Another budgetary challenge is impacts from the Mayacamas Countywide Middle School — which was approved by the Napa County Office of Education board early this month.
The district filed a lawsuit in response to the approval — which the district has alleged violated state education code and didn’t properly take into account financial impacts — in an attempt to undo it. A Napa Superior Court Judge last week turned down an attempt from the district to stop the school from opening, though the rest of the lawsuit remains active.
But with the school still slated to open, Mangewala said the district needs to plan for a projected loss of $3 million per year, or over $12.8 million over the next five years, as that revenue shifts to the charter school. That’s an estimate based on projected charter enrollment starting at 150 students in the 2024-25 school year, and growing to 324 students by year four.
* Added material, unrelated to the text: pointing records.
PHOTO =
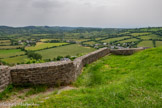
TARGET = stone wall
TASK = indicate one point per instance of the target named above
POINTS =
(4, 76)
(53, 73)
(126, 51)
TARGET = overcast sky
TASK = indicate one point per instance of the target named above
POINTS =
(85, 13)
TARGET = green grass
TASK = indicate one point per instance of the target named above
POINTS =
(5, 42)
(129, 40)
(43, 40)
(158, 43)
(11, 47)
(115, 39)
(114, 82)
(41, 45)
(90, 43)
(140, 34)
(145, 44)
(150, 37)
(15, 60)
(11, 52)
(71, 50)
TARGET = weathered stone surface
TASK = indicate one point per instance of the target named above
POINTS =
(4, 76)
(53, 73)
(126, 51)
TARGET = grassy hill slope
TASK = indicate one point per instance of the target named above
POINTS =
(114, 81)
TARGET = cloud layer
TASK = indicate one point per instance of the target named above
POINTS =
(92, 13)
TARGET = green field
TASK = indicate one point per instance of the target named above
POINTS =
(71, 50)
(15, 60)
(115, 39)
(5, 42)
(90, 43)
(140, 34)
(41, 45)
(11, 47)
(150, 37)
(11, 52)
(145, 44)
(77, 40)
(158, 43)
(129, 40)
(112, 82)
(43, 40)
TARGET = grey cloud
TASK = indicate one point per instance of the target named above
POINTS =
(98, 13)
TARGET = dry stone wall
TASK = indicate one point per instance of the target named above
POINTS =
(53, 73)
(126, 51)
(5, 78)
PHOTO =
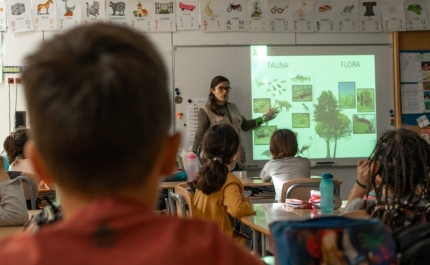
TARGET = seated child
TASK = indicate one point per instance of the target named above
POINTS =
(284, 165)
(219, 193)
(13, 210)
(100, 113)
(398, 174)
Mangewala added that the district also faced budget uncertainty this year from the currently operating Mayacamas Charter Middle School — which opened this school year and is slated to close and be replaced by the countywide school.
The financial impact was lessened because the school has had a considerably lower enrollment than the originally first projected 180 students, hovering around 70 to 75. Mayacamas leaders have attributed the loss in enrollment to a legal conflict and related uncertainty about whether the school would be allowed to stay open. (The district challenged the California State Board of Education’s effective 2022 approval of the school, and a Sacramento Superior Court Judge ruled in the district’s favor in June, though that ruling is currently being appealed by Mayacamas leaders.)
Given that there are now two ongoing lawsuits, enrollment at the charter school may continue to be lower than projected. But Mangewala said that, when planning for the budget, the district needs to assume the Mayacamas school will have full enrollment.
The district has repeatedly received criticism from community members for spending money on the Mayacamas lawsuits — a total of $368,883 over about three years, according to the district. But superintendent Rosanna Mucetti defended that choice at the meeting as being worth it to protect the district’s resources.
“Making a small, proportionally compared to that, investment in litigation in order to protect the district’s resources is an investment in our students,” Mucetti said. “I know that’s kind of difficult to wrap our minds around, but we have to protect the resources for our 16,000 students.”